Only a year later, in 1758, Ebenezer Wells died at age 67. In his will, he left
"to Abigail my beloved wife my best bed with all the furniture thereto belonging, viz my best bed quilt three bed blankets & a good Suit of Curtains, also all my linen in the house whether wrought or unwrought and also all my pewter of any Sort also all my book & also my largest brass kettle & my two best Chests besides what is hereafter mentioned & I also give & bequeath unto my Said wife one half of all my Personal Estate of what Sort or kind Soever to her & her Heirs forever, & also the use & Improvement of one half of all my Real Estate with all the buildings & Edifices therein during her the Said Abigail’s natural life"[v]
Abigail's nephew Ebenezer Wells of Deerfield inherited the house and lot although under the terms of her husband's will, Abigail retained a legal right to half the house until her death. Abigail lived for fourteen more years before she died in the nearby town of Northampton, Massachusetts, in 1772.[vi]
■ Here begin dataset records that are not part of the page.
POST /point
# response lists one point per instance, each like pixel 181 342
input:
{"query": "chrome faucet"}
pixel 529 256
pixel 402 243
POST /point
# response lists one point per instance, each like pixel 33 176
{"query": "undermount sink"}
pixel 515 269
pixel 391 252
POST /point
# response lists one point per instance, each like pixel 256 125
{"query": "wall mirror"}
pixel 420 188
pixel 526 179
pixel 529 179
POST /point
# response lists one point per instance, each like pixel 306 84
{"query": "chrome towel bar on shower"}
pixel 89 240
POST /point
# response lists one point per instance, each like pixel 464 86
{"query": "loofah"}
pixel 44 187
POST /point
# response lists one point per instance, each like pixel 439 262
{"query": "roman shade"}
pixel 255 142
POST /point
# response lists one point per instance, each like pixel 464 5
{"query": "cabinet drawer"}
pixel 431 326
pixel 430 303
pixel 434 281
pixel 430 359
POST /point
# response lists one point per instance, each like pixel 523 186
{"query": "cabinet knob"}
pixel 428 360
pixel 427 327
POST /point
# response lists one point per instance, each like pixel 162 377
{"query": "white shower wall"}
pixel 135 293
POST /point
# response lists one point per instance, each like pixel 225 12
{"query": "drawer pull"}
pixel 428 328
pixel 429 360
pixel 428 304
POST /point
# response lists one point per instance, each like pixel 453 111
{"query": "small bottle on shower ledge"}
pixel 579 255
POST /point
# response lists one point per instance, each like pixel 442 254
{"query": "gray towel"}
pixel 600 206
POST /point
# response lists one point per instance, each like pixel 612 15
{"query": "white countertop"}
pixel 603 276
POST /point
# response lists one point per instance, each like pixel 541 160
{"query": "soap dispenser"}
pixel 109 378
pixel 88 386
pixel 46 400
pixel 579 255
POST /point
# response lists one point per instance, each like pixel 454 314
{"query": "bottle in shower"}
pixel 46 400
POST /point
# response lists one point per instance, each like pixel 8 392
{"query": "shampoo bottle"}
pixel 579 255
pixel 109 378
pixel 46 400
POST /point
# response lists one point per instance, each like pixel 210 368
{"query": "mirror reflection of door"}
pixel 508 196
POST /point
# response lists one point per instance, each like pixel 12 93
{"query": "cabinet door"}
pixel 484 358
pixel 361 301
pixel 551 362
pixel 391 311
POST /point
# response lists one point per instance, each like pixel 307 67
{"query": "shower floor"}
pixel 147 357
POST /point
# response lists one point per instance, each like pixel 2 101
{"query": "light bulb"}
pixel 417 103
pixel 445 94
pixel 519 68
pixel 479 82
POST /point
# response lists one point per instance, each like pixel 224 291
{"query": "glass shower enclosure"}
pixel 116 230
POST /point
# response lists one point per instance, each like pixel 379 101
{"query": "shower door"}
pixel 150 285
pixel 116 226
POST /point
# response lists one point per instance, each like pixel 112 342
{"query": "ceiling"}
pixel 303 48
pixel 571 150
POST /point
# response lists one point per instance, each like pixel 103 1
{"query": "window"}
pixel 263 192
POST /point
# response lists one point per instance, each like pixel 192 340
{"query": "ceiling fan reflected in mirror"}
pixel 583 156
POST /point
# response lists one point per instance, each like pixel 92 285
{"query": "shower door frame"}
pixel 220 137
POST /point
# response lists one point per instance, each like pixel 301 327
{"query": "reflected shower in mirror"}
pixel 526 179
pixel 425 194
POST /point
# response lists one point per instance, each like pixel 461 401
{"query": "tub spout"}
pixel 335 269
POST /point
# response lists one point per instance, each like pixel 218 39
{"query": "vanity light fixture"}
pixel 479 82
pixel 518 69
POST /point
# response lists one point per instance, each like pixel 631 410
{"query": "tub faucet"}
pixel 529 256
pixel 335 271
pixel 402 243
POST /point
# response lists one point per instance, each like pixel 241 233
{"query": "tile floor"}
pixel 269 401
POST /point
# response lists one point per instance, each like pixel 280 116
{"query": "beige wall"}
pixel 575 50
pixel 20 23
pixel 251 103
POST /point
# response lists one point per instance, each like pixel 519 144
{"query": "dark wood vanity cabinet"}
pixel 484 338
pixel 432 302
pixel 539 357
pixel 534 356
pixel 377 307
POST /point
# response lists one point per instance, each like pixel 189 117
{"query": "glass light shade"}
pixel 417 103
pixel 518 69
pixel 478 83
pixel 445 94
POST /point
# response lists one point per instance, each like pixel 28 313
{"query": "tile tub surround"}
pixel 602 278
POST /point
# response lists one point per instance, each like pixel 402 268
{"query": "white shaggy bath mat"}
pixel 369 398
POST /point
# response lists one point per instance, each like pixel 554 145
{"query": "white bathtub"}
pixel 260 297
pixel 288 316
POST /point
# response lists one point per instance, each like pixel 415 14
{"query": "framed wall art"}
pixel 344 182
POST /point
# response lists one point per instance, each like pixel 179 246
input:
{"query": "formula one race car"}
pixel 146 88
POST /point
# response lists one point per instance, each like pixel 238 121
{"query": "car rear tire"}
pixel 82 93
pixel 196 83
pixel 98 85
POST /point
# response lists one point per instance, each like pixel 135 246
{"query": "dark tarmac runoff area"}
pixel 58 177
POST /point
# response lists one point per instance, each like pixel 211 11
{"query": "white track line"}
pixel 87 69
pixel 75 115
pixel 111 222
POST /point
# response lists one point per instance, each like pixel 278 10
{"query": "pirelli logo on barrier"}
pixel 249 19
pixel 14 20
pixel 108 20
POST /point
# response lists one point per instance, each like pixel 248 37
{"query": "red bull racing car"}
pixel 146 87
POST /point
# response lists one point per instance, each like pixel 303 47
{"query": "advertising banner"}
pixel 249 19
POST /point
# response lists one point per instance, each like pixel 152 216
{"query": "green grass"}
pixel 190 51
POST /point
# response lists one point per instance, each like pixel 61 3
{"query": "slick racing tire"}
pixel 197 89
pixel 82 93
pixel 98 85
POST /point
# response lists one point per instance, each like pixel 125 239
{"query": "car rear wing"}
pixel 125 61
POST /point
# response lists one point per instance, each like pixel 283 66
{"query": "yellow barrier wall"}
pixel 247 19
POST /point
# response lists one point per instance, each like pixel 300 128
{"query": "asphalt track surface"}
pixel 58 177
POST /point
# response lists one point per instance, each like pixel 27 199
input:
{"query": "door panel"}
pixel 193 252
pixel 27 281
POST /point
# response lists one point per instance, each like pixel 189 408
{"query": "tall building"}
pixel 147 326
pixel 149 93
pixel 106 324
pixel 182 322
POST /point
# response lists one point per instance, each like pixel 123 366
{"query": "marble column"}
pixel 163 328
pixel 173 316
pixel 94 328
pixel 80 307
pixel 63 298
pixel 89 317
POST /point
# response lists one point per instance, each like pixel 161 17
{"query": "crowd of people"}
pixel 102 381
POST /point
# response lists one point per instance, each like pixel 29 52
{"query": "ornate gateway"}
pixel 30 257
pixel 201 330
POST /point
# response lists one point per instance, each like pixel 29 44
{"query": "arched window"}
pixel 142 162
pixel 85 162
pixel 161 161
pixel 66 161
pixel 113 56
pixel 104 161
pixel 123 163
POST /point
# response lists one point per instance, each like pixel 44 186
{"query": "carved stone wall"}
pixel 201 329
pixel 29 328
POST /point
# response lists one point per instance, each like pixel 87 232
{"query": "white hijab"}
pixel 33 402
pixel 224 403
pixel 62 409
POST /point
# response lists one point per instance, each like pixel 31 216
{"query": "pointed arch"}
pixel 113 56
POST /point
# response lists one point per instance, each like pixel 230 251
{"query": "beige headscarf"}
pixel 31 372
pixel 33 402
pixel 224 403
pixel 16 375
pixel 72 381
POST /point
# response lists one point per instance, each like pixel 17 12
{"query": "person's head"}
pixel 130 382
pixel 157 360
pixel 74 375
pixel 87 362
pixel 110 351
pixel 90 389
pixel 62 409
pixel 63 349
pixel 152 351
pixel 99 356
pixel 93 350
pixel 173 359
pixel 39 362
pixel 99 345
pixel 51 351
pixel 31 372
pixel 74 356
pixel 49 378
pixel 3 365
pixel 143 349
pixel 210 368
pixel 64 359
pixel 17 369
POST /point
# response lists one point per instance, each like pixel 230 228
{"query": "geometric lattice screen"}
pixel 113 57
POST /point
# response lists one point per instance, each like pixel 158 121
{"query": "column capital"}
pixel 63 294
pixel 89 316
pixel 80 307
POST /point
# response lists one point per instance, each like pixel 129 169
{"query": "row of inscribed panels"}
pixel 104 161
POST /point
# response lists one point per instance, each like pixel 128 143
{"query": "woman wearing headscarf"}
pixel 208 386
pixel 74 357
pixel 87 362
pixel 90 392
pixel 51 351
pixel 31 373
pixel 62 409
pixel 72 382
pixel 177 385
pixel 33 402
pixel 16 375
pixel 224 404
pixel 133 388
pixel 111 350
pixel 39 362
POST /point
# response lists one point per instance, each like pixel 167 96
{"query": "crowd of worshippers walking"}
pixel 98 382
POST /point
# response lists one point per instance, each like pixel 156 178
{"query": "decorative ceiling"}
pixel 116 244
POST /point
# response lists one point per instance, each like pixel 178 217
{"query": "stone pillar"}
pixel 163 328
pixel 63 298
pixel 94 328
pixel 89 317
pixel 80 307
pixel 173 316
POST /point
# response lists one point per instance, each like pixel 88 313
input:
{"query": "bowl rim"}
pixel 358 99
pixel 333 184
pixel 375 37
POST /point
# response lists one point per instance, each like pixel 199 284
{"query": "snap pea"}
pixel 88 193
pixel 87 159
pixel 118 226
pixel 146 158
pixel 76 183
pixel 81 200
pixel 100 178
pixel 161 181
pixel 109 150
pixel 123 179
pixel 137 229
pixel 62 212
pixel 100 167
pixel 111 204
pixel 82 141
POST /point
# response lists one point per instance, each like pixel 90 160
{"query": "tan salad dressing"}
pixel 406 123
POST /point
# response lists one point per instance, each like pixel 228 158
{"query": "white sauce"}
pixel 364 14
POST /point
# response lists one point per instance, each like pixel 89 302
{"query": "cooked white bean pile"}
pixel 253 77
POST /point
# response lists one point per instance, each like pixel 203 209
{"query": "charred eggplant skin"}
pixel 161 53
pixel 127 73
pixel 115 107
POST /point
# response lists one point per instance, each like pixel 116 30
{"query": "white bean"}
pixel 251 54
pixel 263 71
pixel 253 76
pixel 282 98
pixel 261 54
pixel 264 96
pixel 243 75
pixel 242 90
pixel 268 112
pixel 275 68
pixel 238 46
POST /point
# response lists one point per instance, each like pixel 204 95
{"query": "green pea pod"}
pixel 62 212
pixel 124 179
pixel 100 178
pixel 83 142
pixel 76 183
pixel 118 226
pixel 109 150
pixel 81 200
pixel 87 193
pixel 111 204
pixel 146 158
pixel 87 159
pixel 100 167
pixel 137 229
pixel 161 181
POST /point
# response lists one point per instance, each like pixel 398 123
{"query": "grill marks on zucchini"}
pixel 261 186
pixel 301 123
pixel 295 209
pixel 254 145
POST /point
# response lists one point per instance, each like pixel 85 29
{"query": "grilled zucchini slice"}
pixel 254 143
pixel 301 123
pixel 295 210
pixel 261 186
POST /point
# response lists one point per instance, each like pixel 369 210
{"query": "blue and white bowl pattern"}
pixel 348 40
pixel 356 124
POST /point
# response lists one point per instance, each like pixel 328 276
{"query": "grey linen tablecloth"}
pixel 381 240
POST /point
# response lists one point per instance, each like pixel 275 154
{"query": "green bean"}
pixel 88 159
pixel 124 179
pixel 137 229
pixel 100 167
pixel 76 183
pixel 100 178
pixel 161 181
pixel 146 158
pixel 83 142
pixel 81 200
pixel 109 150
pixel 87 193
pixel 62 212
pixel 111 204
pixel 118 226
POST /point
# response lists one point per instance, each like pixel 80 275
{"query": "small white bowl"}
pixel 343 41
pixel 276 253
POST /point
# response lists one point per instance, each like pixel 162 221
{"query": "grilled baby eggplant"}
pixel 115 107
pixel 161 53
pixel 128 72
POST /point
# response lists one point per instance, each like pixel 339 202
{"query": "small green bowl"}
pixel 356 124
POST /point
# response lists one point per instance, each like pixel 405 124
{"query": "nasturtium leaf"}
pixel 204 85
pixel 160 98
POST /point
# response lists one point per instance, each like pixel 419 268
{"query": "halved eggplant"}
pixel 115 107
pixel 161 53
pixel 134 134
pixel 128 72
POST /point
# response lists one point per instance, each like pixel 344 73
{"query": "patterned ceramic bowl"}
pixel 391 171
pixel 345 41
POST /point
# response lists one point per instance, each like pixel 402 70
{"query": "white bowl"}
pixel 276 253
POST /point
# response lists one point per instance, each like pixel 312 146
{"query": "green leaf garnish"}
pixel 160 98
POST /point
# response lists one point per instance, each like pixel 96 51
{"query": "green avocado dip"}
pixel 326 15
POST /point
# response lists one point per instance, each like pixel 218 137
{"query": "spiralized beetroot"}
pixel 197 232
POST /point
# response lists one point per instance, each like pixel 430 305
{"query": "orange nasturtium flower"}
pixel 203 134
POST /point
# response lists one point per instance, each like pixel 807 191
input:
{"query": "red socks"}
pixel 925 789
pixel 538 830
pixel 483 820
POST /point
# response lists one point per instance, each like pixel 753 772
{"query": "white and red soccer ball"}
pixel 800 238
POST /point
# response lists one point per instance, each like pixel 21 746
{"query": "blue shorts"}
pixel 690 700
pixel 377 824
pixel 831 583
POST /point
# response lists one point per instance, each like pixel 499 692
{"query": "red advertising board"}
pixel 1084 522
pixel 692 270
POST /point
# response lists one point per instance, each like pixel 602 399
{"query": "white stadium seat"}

[i] George Sheldon, A History of Deerfield, Massachusetts: The times When the People by Whom it was Settled, Unsettled and Resettled : With a Special Study of the Indian wars in the Connecticut Valley : With Genealogies (Deerfield, Massachusetts: Press of E.A. Hall & Co., 1895), 65, 358; Church Records, First Church of Deerfield, PVMA Library.
[ii] For an excellent exploration of the rhythms of life, household responsibilities, and religious and cultural expectations for New England women of the 17th and 18th centuries, see Laurel Thatcher Ulrich, Good Wives: Image and Reality in Northern New England, 1650-1750. (NY: Alfred A. Knopf, 1982.)
[iii] Deerfield Church records; Eric R. Eberling, Massachusetts Education Laws of 1642, 1647, and 1648", in "Historical Dictionary of American Education, ed. Richard J. Altenbaugh. Greenwood Press, 1999.
[iv] Susan McGowan and Amelia Miller, Family & Landscape: Deerfield Homelots from 1671 (Deerfield, MA: Pocumtuck Valley Memorial Association, 1996) 119.
[v] Hampshire County, Massachusetts: Probate File Papers, 1660-1889. Case #156-59 https://www.americanancestors.org/databases/hampshire-county-ma-probate-file-papers-1660-1889/RecordDisplay?volumeId=40017&pageName=156-59:1&rId=1044411231
[vi] Sheldon, History of Deerfield, Massachusetts, Vol. II, 358.